F. Galluppi, S. Davies, A. Rast, T. Sharp, L. A. Plana, S. Furber


Simulation of large networks of neurons is a powerful and increasingly prominent methodology for investigate brain functions and structures. Dedicated parallel hardware is a natural candidate for simulating the dynamic activity of many non-linear units communicating asynchronously. It is only scientifically useful, however, if the simulation tools can be configured and run easily and quickly. We present a method to map network models to computational nodes on the SpiNNaker system, a programmable parallel neurally-inspired hardware architecture, by exploiting the hierarchies built in the model. This PArtitioning and Configuration MANager (PACMAN) system supports arbitrary network topologies and arbitrary membrane potential and synapse dynamics, and (most importantly) decouples the model from the device, allowing a variety of languages (PyNN, Nengo, etc.) to drive the simulation hardware. Model representation operates on a Population/Projection level rather than a single-neuron and connection level, exploiting hierarchical properties to lower the complexity of allocating resources and mapping the model onto the system. PACMAN can be thus be used to generate structures coming from different models and front-ends, either with a host-based process, or by parallelising it on the SpiNNaker machine itself to speed up the generation process greatly.
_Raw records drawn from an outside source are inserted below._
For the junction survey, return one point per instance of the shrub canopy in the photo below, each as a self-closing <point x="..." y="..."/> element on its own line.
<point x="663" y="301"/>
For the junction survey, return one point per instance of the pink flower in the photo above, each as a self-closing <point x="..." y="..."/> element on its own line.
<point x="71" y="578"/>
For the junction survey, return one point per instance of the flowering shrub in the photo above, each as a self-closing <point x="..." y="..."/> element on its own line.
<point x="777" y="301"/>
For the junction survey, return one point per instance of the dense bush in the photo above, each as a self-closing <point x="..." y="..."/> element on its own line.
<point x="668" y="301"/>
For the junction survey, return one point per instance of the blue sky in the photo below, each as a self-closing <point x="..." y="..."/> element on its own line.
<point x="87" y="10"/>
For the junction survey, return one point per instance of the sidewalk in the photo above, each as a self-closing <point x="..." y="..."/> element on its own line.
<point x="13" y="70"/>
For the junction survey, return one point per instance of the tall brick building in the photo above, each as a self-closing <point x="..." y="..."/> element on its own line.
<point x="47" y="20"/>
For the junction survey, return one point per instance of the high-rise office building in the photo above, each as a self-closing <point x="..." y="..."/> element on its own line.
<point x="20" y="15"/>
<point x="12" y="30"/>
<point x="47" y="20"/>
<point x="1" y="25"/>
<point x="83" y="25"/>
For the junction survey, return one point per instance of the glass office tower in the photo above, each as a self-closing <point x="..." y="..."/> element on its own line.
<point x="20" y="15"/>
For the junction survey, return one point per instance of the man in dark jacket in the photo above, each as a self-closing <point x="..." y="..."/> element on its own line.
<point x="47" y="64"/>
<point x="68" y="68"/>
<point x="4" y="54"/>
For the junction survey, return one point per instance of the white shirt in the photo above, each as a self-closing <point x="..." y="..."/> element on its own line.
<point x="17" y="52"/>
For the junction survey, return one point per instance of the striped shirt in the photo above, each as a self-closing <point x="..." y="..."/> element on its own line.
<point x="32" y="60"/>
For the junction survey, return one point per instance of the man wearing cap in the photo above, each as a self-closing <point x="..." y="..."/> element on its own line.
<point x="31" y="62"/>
We describe the approach with a first implementation of the framework used to configure the current generation of SpiNNaker machines and present results from a set of key benchmarks. The system allows researchers to exploit dedicated simulation hardware which may otherwise be difficult to program. In effect, PACMAN provides automated hardware acceleration for some commonly used network simulators while also pointing towards the advantages of hierarchical configuration for large, domain-specific hardware systems.